In the first clinical examination, the patient complained of pain in the affected region and presented alveolar mucosal swelling resulting from the injury. The fragments of the maxillary central incisors were lost in the accident, and only the palatal surfaces of these teeth were occlusally visible ( Fig 1 ). The apices of the maxillary central incisors were closed ( Fig 2 ).
The treatment proposal was immediate orthodontic traction with a fixed appliance bonded to the permanent maxillary teeth. The lateral incisors were not initially used as anchorage units as they were mobile after the injury. A passive arch was made with a 0.0215 × 0.028-in stainless-steel wire supported by the maxillary permanent first molars and first premolars. The orthodontic traction started with elastic chains (with 30-40 g of force) linking the retention wire bends on the region of the central incisors to the buttons bonded to the palatal surfaces of the maxillary central incisors ( Fig 3 ). Weekly examinations were performed at the early stage of treatment to verify if the intruded teeth were ankylosed.
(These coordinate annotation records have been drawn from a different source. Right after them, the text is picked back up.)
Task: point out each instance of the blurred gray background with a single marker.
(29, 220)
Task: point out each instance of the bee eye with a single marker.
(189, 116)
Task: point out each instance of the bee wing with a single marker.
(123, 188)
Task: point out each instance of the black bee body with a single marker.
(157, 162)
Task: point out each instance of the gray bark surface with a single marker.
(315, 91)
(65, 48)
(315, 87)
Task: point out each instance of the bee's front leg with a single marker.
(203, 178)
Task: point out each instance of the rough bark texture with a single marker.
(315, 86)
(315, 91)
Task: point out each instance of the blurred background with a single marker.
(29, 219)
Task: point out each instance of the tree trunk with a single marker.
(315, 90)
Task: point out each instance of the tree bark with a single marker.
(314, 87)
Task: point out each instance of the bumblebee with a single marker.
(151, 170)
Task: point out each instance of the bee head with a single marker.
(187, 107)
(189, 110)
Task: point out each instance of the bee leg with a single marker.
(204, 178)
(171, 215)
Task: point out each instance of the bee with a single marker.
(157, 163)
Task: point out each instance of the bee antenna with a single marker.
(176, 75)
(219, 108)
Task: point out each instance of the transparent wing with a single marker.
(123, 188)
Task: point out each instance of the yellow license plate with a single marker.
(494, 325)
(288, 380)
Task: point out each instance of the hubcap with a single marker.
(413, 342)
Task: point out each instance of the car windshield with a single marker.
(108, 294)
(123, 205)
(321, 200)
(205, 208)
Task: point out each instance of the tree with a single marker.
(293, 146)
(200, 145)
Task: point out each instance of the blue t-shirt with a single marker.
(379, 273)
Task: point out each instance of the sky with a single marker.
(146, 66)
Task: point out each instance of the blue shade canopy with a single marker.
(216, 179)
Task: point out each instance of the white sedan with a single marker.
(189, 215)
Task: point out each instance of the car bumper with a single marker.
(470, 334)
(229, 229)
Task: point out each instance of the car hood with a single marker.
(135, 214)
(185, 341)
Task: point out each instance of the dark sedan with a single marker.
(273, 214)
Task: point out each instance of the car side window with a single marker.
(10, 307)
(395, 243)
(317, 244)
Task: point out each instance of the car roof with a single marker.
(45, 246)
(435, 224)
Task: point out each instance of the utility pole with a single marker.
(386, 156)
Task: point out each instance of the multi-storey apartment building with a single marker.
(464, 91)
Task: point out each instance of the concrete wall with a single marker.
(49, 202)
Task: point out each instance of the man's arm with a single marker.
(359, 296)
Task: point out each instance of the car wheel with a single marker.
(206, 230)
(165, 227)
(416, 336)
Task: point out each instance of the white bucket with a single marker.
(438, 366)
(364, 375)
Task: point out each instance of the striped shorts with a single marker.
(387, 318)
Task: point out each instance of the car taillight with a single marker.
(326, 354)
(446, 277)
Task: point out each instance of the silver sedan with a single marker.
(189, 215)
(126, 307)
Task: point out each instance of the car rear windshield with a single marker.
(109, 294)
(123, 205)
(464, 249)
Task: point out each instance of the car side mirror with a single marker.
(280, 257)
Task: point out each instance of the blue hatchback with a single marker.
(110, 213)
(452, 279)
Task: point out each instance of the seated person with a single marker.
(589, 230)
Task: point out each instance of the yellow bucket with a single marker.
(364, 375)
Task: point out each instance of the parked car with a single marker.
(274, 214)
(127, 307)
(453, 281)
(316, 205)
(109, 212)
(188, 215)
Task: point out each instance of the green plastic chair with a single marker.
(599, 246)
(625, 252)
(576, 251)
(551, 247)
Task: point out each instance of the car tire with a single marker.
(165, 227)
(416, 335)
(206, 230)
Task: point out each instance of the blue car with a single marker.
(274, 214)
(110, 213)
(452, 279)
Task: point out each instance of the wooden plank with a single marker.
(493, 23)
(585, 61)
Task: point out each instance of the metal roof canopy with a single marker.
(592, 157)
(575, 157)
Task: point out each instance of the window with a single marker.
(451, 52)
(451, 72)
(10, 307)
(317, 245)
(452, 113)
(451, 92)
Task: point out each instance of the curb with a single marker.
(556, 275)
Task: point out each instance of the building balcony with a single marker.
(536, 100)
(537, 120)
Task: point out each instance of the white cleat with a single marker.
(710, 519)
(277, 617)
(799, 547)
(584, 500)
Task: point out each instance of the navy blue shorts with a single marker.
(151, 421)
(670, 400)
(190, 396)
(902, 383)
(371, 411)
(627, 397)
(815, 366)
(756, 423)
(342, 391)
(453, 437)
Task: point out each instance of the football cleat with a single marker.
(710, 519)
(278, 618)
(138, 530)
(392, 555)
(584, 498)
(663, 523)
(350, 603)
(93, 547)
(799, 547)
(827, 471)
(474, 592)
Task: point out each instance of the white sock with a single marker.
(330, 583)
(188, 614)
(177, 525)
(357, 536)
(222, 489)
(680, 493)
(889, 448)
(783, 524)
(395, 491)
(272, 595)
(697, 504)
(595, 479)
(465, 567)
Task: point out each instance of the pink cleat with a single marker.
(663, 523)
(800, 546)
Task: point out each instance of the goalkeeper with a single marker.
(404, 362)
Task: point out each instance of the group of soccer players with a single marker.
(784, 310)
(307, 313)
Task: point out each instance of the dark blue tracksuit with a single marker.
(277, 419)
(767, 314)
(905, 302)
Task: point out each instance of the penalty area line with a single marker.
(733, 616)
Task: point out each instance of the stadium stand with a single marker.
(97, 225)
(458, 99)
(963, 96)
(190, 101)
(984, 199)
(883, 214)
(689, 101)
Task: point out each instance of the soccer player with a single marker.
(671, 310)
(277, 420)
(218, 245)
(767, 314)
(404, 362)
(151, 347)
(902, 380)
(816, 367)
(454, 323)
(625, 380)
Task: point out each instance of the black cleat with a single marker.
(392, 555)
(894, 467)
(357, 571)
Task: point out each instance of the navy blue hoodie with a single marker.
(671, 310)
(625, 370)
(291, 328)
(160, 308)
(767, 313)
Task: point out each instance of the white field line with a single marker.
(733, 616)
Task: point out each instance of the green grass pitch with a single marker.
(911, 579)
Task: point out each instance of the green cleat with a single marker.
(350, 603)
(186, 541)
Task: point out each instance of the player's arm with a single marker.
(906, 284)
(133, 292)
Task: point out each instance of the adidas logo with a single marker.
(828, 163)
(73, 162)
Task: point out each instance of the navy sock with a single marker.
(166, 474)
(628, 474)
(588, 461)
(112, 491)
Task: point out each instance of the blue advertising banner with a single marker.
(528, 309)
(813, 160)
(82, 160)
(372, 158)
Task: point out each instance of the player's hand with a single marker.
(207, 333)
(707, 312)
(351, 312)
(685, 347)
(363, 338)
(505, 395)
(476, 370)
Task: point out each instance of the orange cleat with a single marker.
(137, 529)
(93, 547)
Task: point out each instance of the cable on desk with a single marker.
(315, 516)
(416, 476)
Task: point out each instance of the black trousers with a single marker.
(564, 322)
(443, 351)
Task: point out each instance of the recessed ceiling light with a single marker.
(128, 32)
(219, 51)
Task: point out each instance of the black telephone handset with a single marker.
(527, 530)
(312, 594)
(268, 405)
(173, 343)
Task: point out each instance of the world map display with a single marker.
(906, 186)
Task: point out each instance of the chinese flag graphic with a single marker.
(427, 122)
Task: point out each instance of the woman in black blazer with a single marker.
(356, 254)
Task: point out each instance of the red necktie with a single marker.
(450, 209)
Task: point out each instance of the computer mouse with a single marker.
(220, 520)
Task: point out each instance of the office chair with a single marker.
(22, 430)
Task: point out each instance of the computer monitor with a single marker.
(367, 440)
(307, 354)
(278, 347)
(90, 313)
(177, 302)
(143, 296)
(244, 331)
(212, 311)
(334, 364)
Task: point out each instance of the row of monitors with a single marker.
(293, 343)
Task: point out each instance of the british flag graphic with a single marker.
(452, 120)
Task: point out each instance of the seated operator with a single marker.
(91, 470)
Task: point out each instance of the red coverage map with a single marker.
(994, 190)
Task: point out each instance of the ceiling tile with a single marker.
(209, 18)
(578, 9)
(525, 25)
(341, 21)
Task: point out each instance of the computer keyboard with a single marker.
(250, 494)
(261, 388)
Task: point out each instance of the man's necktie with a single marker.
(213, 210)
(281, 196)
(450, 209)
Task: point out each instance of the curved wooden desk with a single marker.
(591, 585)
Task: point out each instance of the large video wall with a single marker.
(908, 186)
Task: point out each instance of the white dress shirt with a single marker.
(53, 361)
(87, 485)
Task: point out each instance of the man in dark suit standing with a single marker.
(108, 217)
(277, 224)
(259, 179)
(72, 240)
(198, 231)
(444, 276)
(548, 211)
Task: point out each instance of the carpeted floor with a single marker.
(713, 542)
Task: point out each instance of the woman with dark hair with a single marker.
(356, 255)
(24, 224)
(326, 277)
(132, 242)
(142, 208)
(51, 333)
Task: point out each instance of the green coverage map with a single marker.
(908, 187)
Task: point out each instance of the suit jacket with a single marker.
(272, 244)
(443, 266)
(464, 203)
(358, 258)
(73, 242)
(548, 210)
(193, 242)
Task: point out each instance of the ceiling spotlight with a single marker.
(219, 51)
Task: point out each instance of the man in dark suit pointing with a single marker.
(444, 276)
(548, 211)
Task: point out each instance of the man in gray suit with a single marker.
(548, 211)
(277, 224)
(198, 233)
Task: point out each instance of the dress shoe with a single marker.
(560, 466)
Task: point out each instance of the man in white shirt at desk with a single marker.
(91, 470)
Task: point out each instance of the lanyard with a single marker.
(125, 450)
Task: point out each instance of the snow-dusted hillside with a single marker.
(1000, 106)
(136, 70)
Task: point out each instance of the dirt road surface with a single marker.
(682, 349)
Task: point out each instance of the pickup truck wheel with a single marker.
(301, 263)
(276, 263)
As the teeth were extruded, new 0.0215 × 0.028-in stainless-steel archwires were made according to the need for force direction for the teeth to reach their normal positions ( Fig 4 ). Because part of the labial surfaces of the maxillary central incisors was exposed, brackets were bonded to assist the extrusion, and a cone-beam computed tomography (CBCT) scan was done to evaluate both the root and bone surfaces of the affected area ( Fig 5 ).